Iranmehr Arya, Akbari Ali, Schlötterer Christian, Bafna Vineet
Department of Electrical and Computer Engineering, University of California, San Diego, California 92093
Department of Electrical and Computer Engineering, University of California, San Diego, California 92093.
Genetics. 2017 Jun;206(2):1011-1023. doi: 10.1534/genetics.116.197566. Epub 2017 Apr 10.
The advent of next generation sequencing technologies has made whole-genome and whole-population sampling possible, even for eukaryotes with large genomes. With this development, experimental evolution studies can be designed to observe molecular evolution "in action" via evolve-and-resequence (E&R) experiments. Among other applications, E&R studies can be used to locate the genes and variants responsible for genetic adaptation. Most existing literature on time-series data analysis often assumes large population size, accurate allele frequency estimates, or wide time spans. These assumptions do not hold in many E&R studies. In this article, we propose a method-composition of likelihoods for evolve-and-resequence experiments (Clear)-to identify signatures of selection in small population E&R experiments. Clear takes whole-genome sequences of pools of individuals as input, and properly addresses heterogeneous ascertainment bias resulting from uneven coverage. Clear also provides unbiased estimates of model parameters, including population size, selection strength, and dominance, while being computationally efficient.

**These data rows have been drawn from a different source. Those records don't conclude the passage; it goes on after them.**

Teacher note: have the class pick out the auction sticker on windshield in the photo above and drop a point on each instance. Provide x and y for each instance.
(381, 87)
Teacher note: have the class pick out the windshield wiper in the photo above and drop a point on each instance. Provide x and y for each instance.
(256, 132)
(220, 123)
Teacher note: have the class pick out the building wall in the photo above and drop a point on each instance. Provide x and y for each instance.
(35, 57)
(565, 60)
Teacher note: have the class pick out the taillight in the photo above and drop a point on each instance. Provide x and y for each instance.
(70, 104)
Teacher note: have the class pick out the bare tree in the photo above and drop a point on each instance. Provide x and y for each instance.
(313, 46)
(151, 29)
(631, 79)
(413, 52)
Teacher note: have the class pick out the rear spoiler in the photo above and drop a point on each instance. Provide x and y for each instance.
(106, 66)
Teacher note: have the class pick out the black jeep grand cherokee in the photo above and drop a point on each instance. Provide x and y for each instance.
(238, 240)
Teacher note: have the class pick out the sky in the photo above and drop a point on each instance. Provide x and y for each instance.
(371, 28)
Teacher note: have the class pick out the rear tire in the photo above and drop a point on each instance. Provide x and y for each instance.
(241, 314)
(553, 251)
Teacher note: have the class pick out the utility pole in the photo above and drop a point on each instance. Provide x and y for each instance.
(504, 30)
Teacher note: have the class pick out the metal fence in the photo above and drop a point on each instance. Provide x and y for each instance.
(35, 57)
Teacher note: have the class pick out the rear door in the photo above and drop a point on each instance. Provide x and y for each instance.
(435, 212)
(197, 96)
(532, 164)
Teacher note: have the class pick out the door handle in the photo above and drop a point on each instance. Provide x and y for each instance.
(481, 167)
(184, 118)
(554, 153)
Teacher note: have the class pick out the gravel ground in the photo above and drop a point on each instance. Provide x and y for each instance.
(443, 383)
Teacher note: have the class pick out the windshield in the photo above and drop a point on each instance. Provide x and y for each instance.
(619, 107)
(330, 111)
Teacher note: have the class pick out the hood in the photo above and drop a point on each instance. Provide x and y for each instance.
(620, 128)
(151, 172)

Extensive simulations show that Clear achieves higher power in detecting and localizing selection over a wide range of parameters, and is robust to variation of coverage. We applied the Clear statistic to multiple E&R experiments, including data from a study of adaptation of to alternating temperatures and a study of outcrossing yeast populations, and identified multiple regions under selection with genome-wide significance.
下一代测序技术的出现使得全基因组和全群体采样成为可能,即使对于具有大基因组的真核生物也是如此。随着这一发展,实验进化研究可以通过进化与重测序(E&R)实验来设计,以观察“实际发生的”分子进化。在其他应用中,E&R研究可用于定位负责遗传适应的基因和变异。大多数关于时间序列数据分析的现有文献通常假设群体规模大、等位基因频率估计准确或时间跨度宽。这些假设在许多E&R研究中并不成立。在本文中,我们提出了一种用于进化与重测序实验的似然性组合方法(Clear),以识别小群体E&R实验中的选择特征。Clear将个体池的全基因组序列作为输入,并妥善处理因覆盖不均导致的异质性确定偏差。Clear还提供了模型参数的无偏估计,包括群体大小、选择强度和显性,同时计算效率高。广泛的模拟表明,Clear在检测和定位广泛参数范围内的选择方面具有更高的功效,并且对覆盖变化具有鲁棒性。我们将Clear统计量应用于多个E&R实验,包括一项关于适应交替温度的研究以及一项关于杂交酵母群体的研究数据,并确定了多个具有全基因组显著性的选择区域。